Sometimes it just hits me. How insanely fortunate I am. Food, shelter, love, companionship, satisfying pursuits, sanity, health, (just noticed I put food first. Typical). There's a dull patina of guilt associated with the above list. What did I ever do to deserve them? Must come from a past life as I've certainly not led an unselfish, unsullied life this time around. Nevertheless, there they are. Blessing beyond measure.
Since quitting smoking 2 1/2 years ago, even my breath has been the source of a healthy dose of gratitude. When I think of it, breathing, I have to take a deep chest full with unbearably gratifying breath. How good is that? I could be dead (no breath), hooked up to a respirator or suffering from asthma or emphysema or some such thing where breathing is an ongoing fight. Instead, despite over 40 years of smoking, I've been given a second chance and boy, don't I know it! When I am mindful (read - when I am here and not lost in some storytelling popcorn eating haze of daydreaming) I gulp big lungfuls of air just for sheer delight. It's so delicious. Perhaps people who have never abused themselves with cigarettes can't understand but when you smoke your lungs lose elasticity. You can't take a deep breath. Impossible. You inhale so far and it's as though you've hit a wall. Here and no further so there is no satisfying stretch, like stretching cramped too-long-sitting-muscles. It is quite awful. I used to almost get there by opening my mouth and trying to stretch using chest muscles in a poor and ultimately frustrating facsimile. Now I don't have to. Sure, there's a long way to go. Forty years of smoking damage isn't undone in two but the difference even now is profound.

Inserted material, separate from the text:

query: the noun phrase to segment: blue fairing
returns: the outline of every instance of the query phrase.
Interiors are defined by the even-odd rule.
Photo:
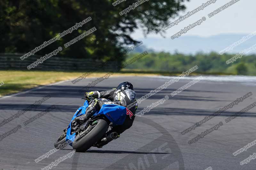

And I feel so sorry for the people I know who smoke. Can't help them, can't even say anything because I know what it's like when you smoke. You're addicted and mentally turn off anything that damages the fragile reasons you've made to give yourself permission to smoke. I did it so well, so thoroughly for so long. Nothing anyone could have said would have made me change my mind. So they smoke and they cough and they smell and they have to budget for their smokes as it's unbelievably expensive now and I am sorry.
I am free and oh, isn't that breath SWEET?